I attended a conference on Politics and Spirituality conference at the Pasadena Civic auditorium recently, where the speakers were Jim Wallis, author of the book God’s Politics and editor of Sojourners Magazine; Anne Lamott, author of “Traveling Mercies” and columnist for Salon.com; and Richard Rohr, directer of the Center for Action and Contemplation in New Mexico. The emphasis throughout the conference was that social change is most effective when it is driven by inner spiritual transformation. William Wilburforce, a leader in the movement to end slavery; Martin Luther King Jr., a leader in the civil rights movement; Dorothy Day, founder of the Catholic Worker movement; and dozens of others were cited as examples of those who sensed that God was the source of their desire to see people treated with equality. Even the account of Moses encountering God through a burning bush in the desert was an example. After Moses encounters the transcendent, he is told to confront Pharaoh about his oppression of the Hebrew slaves. Moses speaks to power, with power. Without the inner transformation, social change efforts lead to cynicism and burnout, the speakers said.

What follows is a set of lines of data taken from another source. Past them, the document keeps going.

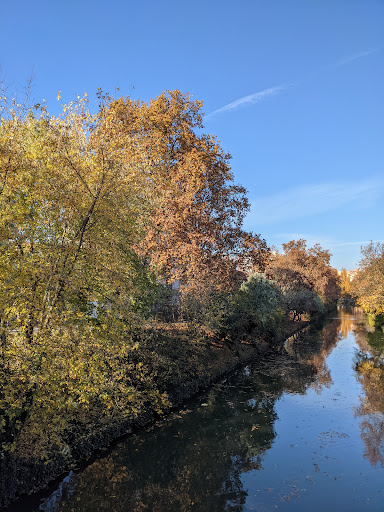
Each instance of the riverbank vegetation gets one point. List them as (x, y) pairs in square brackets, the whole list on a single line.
[(125, 274), (368, 285)]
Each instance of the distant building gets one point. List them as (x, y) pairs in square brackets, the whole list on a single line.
[(350, 273)]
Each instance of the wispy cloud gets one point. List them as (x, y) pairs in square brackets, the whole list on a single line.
[(356, 56), (248, 100), (273, 91), (309, 200)]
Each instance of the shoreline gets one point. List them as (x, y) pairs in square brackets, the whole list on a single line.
[(20, 478)]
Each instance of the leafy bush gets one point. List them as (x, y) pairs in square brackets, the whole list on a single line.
[(256, 306)]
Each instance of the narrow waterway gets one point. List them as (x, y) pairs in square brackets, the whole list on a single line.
[(301, 430)]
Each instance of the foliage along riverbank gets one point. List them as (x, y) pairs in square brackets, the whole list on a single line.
[(126, 275)]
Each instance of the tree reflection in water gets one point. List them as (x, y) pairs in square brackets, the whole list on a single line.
[(370, 372)]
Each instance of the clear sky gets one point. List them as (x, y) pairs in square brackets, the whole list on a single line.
[(292, 89)]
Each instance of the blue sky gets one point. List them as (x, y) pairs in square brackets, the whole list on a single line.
[(293, 90)]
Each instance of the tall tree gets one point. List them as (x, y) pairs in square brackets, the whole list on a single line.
[(368, 285), (195, 230)]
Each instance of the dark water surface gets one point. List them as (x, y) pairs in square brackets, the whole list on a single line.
[(301, 430)]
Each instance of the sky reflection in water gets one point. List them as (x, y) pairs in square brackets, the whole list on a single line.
[(300, 430)]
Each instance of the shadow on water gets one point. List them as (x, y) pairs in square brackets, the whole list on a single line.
[(197, 458)]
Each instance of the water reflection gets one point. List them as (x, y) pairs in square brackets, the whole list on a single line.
[(369, 363), (199, 458)]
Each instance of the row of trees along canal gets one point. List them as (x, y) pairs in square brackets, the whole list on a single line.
[(100, 214)]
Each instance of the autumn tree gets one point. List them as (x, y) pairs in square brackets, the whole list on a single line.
[(368, 285), (194, 230), (305, 275), (345, 284)]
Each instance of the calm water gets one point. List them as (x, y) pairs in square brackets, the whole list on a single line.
[(301, 430)]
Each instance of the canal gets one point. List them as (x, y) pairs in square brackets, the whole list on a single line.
[(299, 430)]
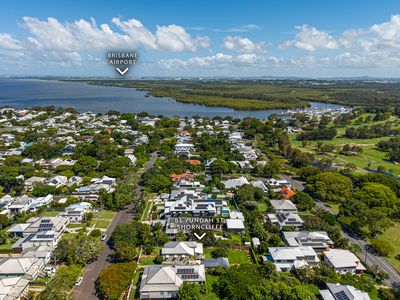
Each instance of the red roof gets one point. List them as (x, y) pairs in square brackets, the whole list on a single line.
[(287, 193), (183, 176), (194, 162)]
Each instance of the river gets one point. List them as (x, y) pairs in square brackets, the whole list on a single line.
[(25, 93)]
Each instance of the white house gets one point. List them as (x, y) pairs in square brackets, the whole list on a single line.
[(58, 181), (235, 183), (163, 282), (182, 252), (283, 220), (343, 261), (286, 259), (183, 148), (75, 212), (319, 240), (283, 206), (336, 291)]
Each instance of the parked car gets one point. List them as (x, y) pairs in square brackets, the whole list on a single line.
[(79, 280)]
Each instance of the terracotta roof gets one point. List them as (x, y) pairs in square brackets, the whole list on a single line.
[(183, 176), (194, 162), (287, 193)]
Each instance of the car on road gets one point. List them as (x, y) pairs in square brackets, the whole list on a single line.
[(79, 280)]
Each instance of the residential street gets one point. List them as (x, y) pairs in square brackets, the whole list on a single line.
[(367, 255), (87, 290)]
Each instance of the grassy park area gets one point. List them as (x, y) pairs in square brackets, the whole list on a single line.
[(234, 256), (392, 236), (370, 157)]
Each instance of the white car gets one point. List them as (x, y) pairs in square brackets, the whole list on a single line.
[(79, 280), (50, 270)]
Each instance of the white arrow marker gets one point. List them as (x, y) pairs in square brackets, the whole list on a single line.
[(122, 72), (200, 237)]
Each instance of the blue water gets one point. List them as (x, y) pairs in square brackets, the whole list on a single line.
[(25, 93)]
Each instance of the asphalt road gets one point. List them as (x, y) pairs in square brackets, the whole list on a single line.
[(367, 255), (87, 290)]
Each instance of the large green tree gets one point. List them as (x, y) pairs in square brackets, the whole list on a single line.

It seems to me that Christians would not look so intolerant, gullible and judgmental if they spent more time with the more than 2,000 verses of Scripture that instruct us to take responsibility for the poor (affordable housing, anyone?), the imprisoned (prison reform?), the hungry, the foreigner (immigration reform?), the widowed, the sick (healthcare reform?), and let that influence our politics. Budgets are moral documents, Jim Wallis says. It’s another way of saying where you treasure is, that’s where your heart is also. This is not about tearing down the separation of church and state. This is about living lives that bear witness to what the Bible instructs us to do, which is to take care of each other. What would our politics look like if, instead of a quest for power, we had a quest for justice, compassion, mercy and responsibility?